Technical projects are often hard to justify in business and financial terms. This is a problem the TOP Value Equation resolves simply.



Some Projects Are Hard to Justify

You know they need to be done but where is the financial return? Where is the required NPV? How are you going to get your 'necessary project' prioritized and approved?

The orthodox business case approaches are not much help since they don’t help you with your project justification.

  • They don’t equip you to ‘think through’ the value opportunities to maximize the identified value.
  • They don’t equip you to translate technical solutions into clearly understood business outcomes so the business understands the imperative to act.
  • They don’t equip you to identify the non-technical change activities required to ensure the delivered solution is a business success.

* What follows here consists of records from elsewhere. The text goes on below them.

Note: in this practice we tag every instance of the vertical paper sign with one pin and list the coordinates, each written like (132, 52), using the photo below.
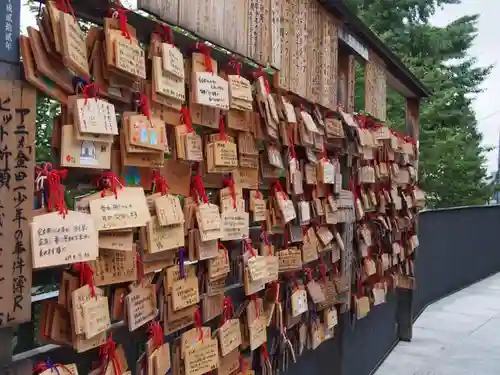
(10, 26)
(17, 165)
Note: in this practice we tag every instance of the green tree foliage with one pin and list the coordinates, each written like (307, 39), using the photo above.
(452, 161)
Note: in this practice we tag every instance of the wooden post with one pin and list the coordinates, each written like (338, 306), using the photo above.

Why is this important? Poor business cases lead to:

  • Misfocused projects that solely deliver the technical solution and forego the available business benefits. Yet even the most technical of projects can deliver visible business improvements when they are identified.
  • Available benefits and project value being missed, left ‘on the table’ unidentified. This unidentified value is most unlikely to ever be realized. This missed value also makes the justification process more difficult.
  • Not all of the required workload and therefore the costs of delivery are identified leading to time and cost overruns that blow budgets and credibility out of the water.
  • Project ‘success’ being measured by project completion rather than the more valuable realization of clear, specified and measured business improvements.

Not a good start. And this is unnecessary. It is why we developed the Value Equation - to help you justify the unjustifiable.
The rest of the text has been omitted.